Mais il se défend de vouloir « créer la polémique ». Présenté comme « un film engagé mais pas militant », « Chez nous » sort en effet à quelques mois de la présidentielle et des législatives dans le but de susciter le débat.
« J’ai fait un état des lieux, une synthèse. Je veux rappeler des éléments aux gens ».
« Chez nous », un film-synthèse sur le FN
Lucas Belvaux insiste lourdement sur cet aspect. Le film est une synthèse :
« Dans mon film, il n’y a que des choses que l’on trouve en libre accès sur Internet. Il n’y a pas d’enquête souterraine. Tout ce que je raconte est vrai. La fiction concerne uniquement les personnages. Les situations sont vraies ».
Le réalisateur dit s’être notamment inspiré du documentaire de Paul Moreira d’avril 2015 « Danse avec le FN ». Mais aussi de reportages et d’articles glanés depuis plusieurs années.
Il cite un reportage télé où Florian Philippot s’adresse à des militants :
« Quand vous entendez des propos racistes, répondez « on n’est pas là pour faire la morale ». »

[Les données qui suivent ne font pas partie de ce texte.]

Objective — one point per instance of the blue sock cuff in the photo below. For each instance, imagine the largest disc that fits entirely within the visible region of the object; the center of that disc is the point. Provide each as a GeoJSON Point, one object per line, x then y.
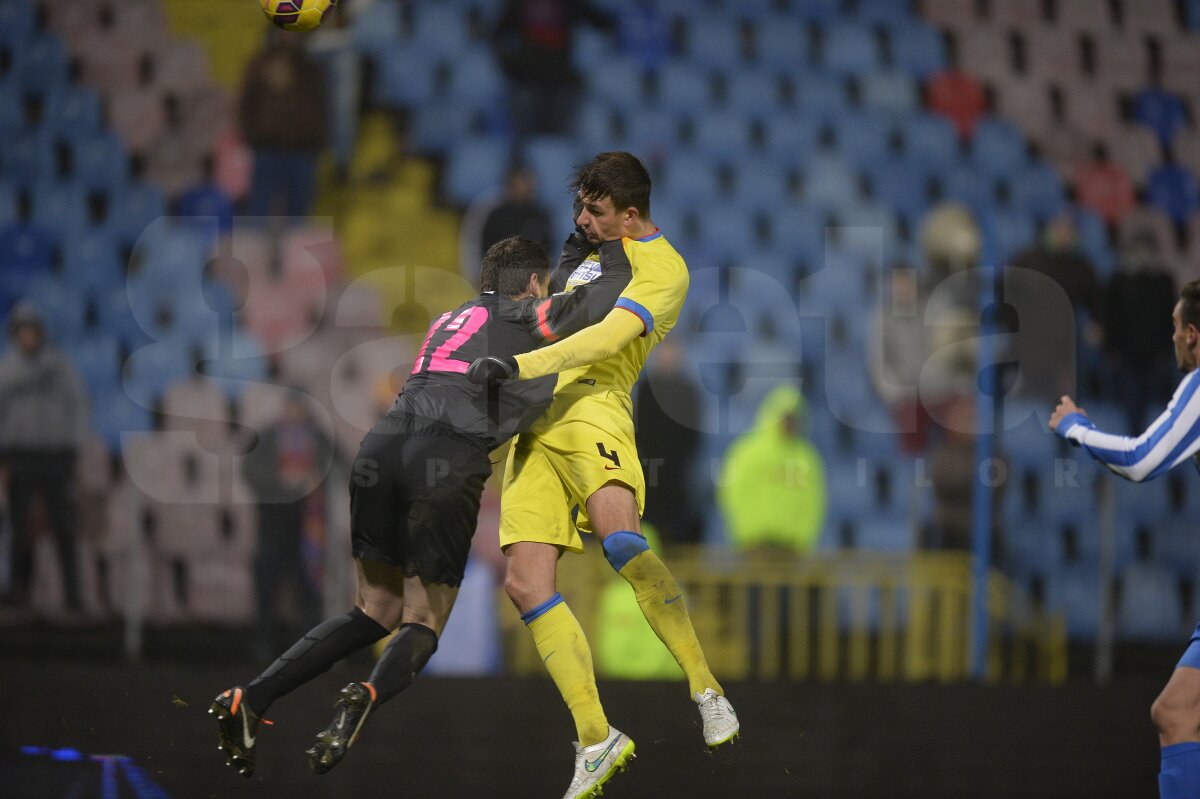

Cette séquence est intégralement reprise dans le film, lorsque le personnage de Pauline assiste à sa première formation au sein du « Bloc patriotique ».
Idem, le lycéen qui tient un blog d’extrême droite n’a pas été inventé. Lucas Belvaux s’est inspiré d’un fait divers :
« C’est un gamin d’Annecy de 15 ans qui tenait un blog qui appelait aux meurtres et à la guerre. Il était issu de la classe moyenne, pas particulièrement politisé et sans problème au lycée. Personne ne l’avait vu venir. Il était dans un processus de radicalisation sur Internet. Pas djihadiste mais identitaire ».
Autre exemple, pour montrer un « FN qui suscite la violence », il intègre une scène d’agression :
« La fille qui se fait agresser par des adolescents en voulant arracher les affiches du FN, c’est une anecdote qui m’a été racontée par une des comédiennes ».
Et d’ajouter :
« Je ne connais pas un parti qui provoque ça : une personne agressée par des enfants alors qu’elle arrache des affiches du PS ou des Républicains. C’est inconcevable. Tout d’un coup, avec le FN, ça existe. Je suis resté très soft dans le film. La comédienne qui m’a raconté ça aurait très bien pu se faire lyncher si elle n’avait pas été avec son chien ».
Un film pour « ne pas s’adresser qu’aux convaincus »
Lucas Belvaux fait un rêve : que son film soit vu par des électeurs de Marine Le Pen et qu’ils changent d’avis.
« Hormis les 10% ou 15% de réellement idéologiquement perdus, je pense qu’on peut discuter avec des électeurs du FN et les convaincre ».
Cela passe pour lui par le visionnage de son film, au cinéma. Sans l’accompagnement d’un discours militant :
« Travailler avec des associations comme la Ligue des Droits de l’Homme, c’est discuter avec des convaincus. Je ne suis pas sûr que ce soit d’une grande efficacité. Je préfère que ce soit les électeurs du FN qui voient le film. Je ne sais pas si ce sera le cas. Mais, au moins, j’aurai essayé ».
Il mise sur son film, plus que des livres ou des articles articles de presse pourtant pléthoriques sur le sujet :
« Les gens ne croient plus à la presse. C’est pourquoi je crois que la fiction est le bon moyen pour dire les choses. La fiction permet de synthétiser et au spectateur de s’identifier. Il faut montrer et remontrer quel est ce parti. Il ne propose rien et il est contre tout. Contre l’Europe, contre la culture ou contre les immigrés. C’est un discours d’une extrême violence. Ils cultivent les colères et les moissonnent. Plus ça va mal et plus ils sont contents ».